At the end of my reading binge, I really wished that the genre Heyer invented had died with her. Heyer’s novels are not without problems but she got certain things right which made the romances both believable and delightful. None of her successors (Balogh, Kleypas and co) have been able to replicate her formula which make their novels both unbelievable and undelightful.
When reading Heyer one never doubted that her novels were set in certain historic period: it was in the language, lifestyle, sexual mores, social norms and the physical setting. Whereas, her successors had modernized the language and the mores so much, often I forgot that I was reading a period novel; there were factual errors and anachronisms; sometimes, even food and dresses were wrong. If they are going to modernize so much and be so careless about period details, why write them as historical novels?

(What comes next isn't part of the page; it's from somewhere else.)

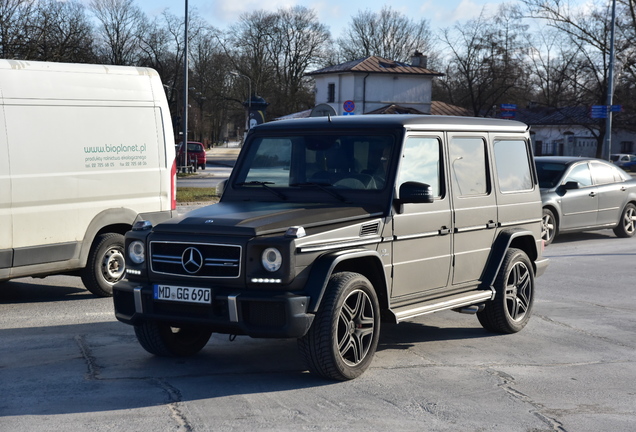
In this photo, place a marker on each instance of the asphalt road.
(220, 161)
(67, 364)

Heyer’s heroines were intelligent independent thinking women but they were not out to smash the patriarchy. Their radicalism came from the fact they were not all desperate to be married but the novels gave them happy ending with love and marriage. Heyer did not write explicit sex scenes but her witty dialogues made the ‘courtship dance’ sizzle with sexual energy. In her successors’ hands, the 19th century heroines are given much sexual agency; they are either a brilliant author, writer, editor, artist, physician or scientist; they have interior lives where they spend time doubting their self-worth as sexual beings; ultimately, they marry their dream man, have babies and become dull as dishwater.
Yet, the updating of the genre conventions do not make these novels better or more interesting. I found that collectively there is certain failure of imagination in the writings. I will give you just one example from Balogh’s Westcott series. The novella ‘Someone to Remember’ is about a fifty-six year old woman finally getting back together with her childhood sweetheart and it ends with a big wedding that she always wanted. Balogh’s novels usually drip with explicit sex but in this story there is nary a single sex scene. The heroine is a menopausal virgin marrying a sexually active man. While reading the novel I found myself asking: When did they first have sex together, before or after marriage? How did they deal with certain difficulties associated with menopausal sex? The novel is totally silent on their sexual life? If you are going to write a romance about middle-aged couple, why not write imaginatively and honestly about middle-age sex?